Tellier, speaking to The Canadian Club of Toronto earlier this week, said the federal government should pursue such reforms for the good of the economy. Freight exports account for 35% of Canada’s gross domestic product, he noted, adding that rail moves 40% of all Canadian export products — more than any other mode of transport.
“Canada’s low-cost and highly competitive rail transportation supports the competitiveness of Canadian industry,” Tellier said. “If our railroads are not competitive, Canadian shippers are profoundly affected.”
Tellier outlined a variety of measures that have improved the company’s cost efficiency — CN’s operating ratio in the most recent quarter was 73.3%. And while productivity — measured in revenue per ton moved one mile per employee — at CN has risen by almost 70% in the past five years, the gains trail those of the U.S. rail industry by 30%.
To make up the difference, Tellier said Canadian railroads need public policy reforms on taxes and regulation.
“We pay 14% of gross revenues in taxes, compared to just 8% for U.S. railroads and 8% for U.S. and Canadian truckers,” Tellier explained. “We build our own lines on our own rights-of-way. We maintain and police our lines. We erect our own traffic signals and control the traffic flow. And we pay taxes for the privilege of doing all this.”
The federal Capital Cost Allowance is another concern. “American railroads can depreciate equipment in as few as eight years. Canadian railroads must wait as long as 30 years,” he said.
Tellier said regulatory changes introduced by the Canada
Transportation Act of 1996 are “inseparably linked” to roductivity and safety gains posted by Canadian railroads in recent years, along with the emergence of short-line railroads. But more deregulation is needed, he said.
“When the CTA comes up for review next year, some of the shipping community will speak against it,” Tellier said. “But they will have a difficult argument to make when you consider Canadian rail freight rates are among the lowest in the Western industrialized world, and that we are an industry that still does not recover its cost of capital.
“We must continue to deregulate.”
Tellier listed actions CN has taken to become more productive, including its merger agreement with Illinois Central and marketing alliance with IC and Kansas City Southern Railway. If approved by U.S. regulators, CN’s network in North America would resemble a giant “Y” transecting the continent from east to west and north to south.

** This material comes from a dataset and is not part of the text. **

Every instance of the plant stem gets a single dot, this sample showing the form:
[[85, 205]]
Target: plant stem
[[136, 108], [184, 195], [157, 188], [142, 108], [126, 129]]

Tellier also said CN is projecting capital expenditures of more than $2 billion by 2001, and is taking further steps to lower its cost structure by eliminating antiquated work rules, ending life-time employment security benefits, pursuing smarter procurement policies, abandoning and selling under-used track, and making better use of its assets.
Tellier emphasized that government intervention that benefits Canadian railroads also benefits Canadian shippers.
“A few years ago, there were seven big railroads in the United States. Now, after consolidations, there are four. … This has consequences for shippers and for CN,” he explained.
“The new efficiency of the Big Four will help their customers compete in new markets. We’re already seeing this, for example, in the competition that Quebec paper mills now face in the northeastern United States.
“Canada’s ports also have a very large stake. On both the Atlantic and Pacific coasts, shippers can choose among port facilities that compete against one another on the basis of cost and efficiency. Rail transportation to the interior is a critical factor. Canadian ports need railroad partners as efficient as those in the U.S.”